En cherchant à attirer les multinationales via des incitations généreuses, la France pénalise ses propres PME, qui représentent pourtant les principales créatrices d’emplois. Ce système freine leur capacité d’autofinancement, limite les investissements et entrave leur croissance.

Les conséquences économiques et sociales

Les répercussions de cette fiscalité inégale sont profondes. Les PME, amputées d’une part significative de leurs bénéfices, peinent à innover et à se développer. Cela érode la confiance dans le pacte social, car les entrepreneurs perçoivent un État qui favorise les géants au lieu de soutenir l’économie locale. Sur le plan macroéconomique, cette distorsion risque de creuser les inégalités régionales et de ralentir la reprise post-crise.

Des exemples concrets, comme l’utilisation massive du CIR par les grands groupes, montrent comment les niches fiscales, censées stimuler l’innovation, profitent principalement aux entités déjà dominantes, laissant les PME en marge.

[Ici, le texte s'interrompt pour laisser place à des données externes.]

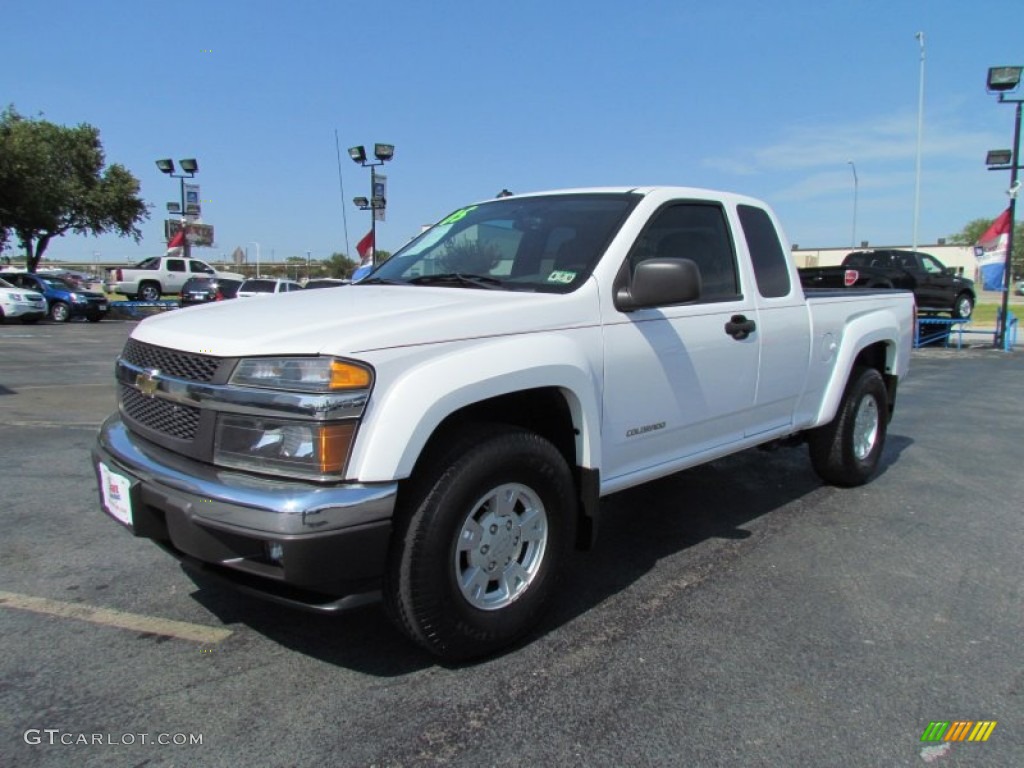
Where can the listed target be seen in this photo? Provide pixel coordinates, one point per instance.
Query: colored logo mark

Vers une fiscalité plus juste

Pour remédier à cette situation, il est impératif de repenser le système fiscal français. Une solution envisageable serait d’instaurer un taux d’imposition plus bas pour tous, appliqué sur une base large et sans échappatoires. Cela restaurerait l’équité, encouragerait l’investissement et renforcerait la compétitivité des PME. Sans une telle réforme, la France risque de voir ses entreprises locales s’essouffler face à une concurrence internationale plus agile.

Le virage fiscal français, bien qu’annoncé comme un allégement général, masque une réalité cruelle pour les PME : un État qui les étrangle par une fiscalité disproportionnée. En s’inspirant des modèles européens plus équilibrés, la France pourrait inverser cette tendance et redonner du souffle à son tissu entrepreneurial. L’enjeu est clair : sans action, le désavantage compétitif des PME persistera, menaçant la vitalité économique du pays. Des études comme celle de l’INSEE appellent à une réflexion urgente pour un système fiscal qui serve tous les acteurs, grands et petits.